September 11, 2011

Venice in Andheri

This year’s festival at Venice concludes today. Nobody invited me, and I can’t afford to attend on my own. So, I had my own little Venice Film Festival on my laptop. Watched three Golden Lion winners back-to-back (Golden Lion is the highest honour at Venice, the award for the Best Film) – ‘Goodbye, Children’ (1987), ‘Brokeback Mountain’ (2005), and ‘Lust, Caution’ (2007). Loved them all.

Including this year’s winner ‘Faust’, we have had fifty-five films to bag this honour in the history of the festival. I have watched fourteen out of them, and the list includes some of my very favourite films made by some of my very favourite makers. Kurosawa’s ‘Rashomon’ (1951), Ray’s ‘Aparajito’ (1957), Tarkovsky’s ‘Ivan’s Childhood’, Antonioni’s ‘Red Desert’ (1964), Bunuel’s ‘Belle de jour’ (1967), and Kieslowski’s ‘Three Colours: Blue’ (1993) feature in the list, as does Mira Nair’s ‘Monsoon Wedding’ (2001) and Aronofsky’s ‘The Wrestler’ (2008).

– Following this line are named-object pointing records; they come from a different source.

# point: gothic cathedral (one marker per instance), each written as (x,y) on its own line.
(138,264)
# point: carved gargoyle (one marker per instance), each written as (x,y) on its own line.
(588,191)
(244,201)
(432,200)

‘Ugetsu Monogatari’, ‘On the Waterfront’, ‘Sansho the Bailiff’, ‘La Strada’ and ‘Raise the Red Lantern’ are some movies that have won the Silver Lion for the Second Best Movie, as has ‘GoodFellas’ for Best Direction. This year it is Cai Shangjun for ‘People Mountain People Sea’ to have won this award.

At the festival, the highest acting honour is called the Volpi Cup. This year’s winners are Michael Fassbender for ‘Shame’ and Deanie Ip for ‘A Simple Life’. James Stewart, Toshiro Mifune, Juliette Binoche, Sean Penn, and Cate Blanchett are some of my favourites to have won that earlier. Sam Jaffe as the caper mastermind in the classic noir ‘The Asphalt Jungle’, and Laura Betti in the unforgettable ‘Teorema’ also won the prize in their respective years. These two movies were also a part of my own celebration of the festival. I’m waiting for the day when I’ll physically attend it at the Lido. Till then, I don’t mind doing it in my bed.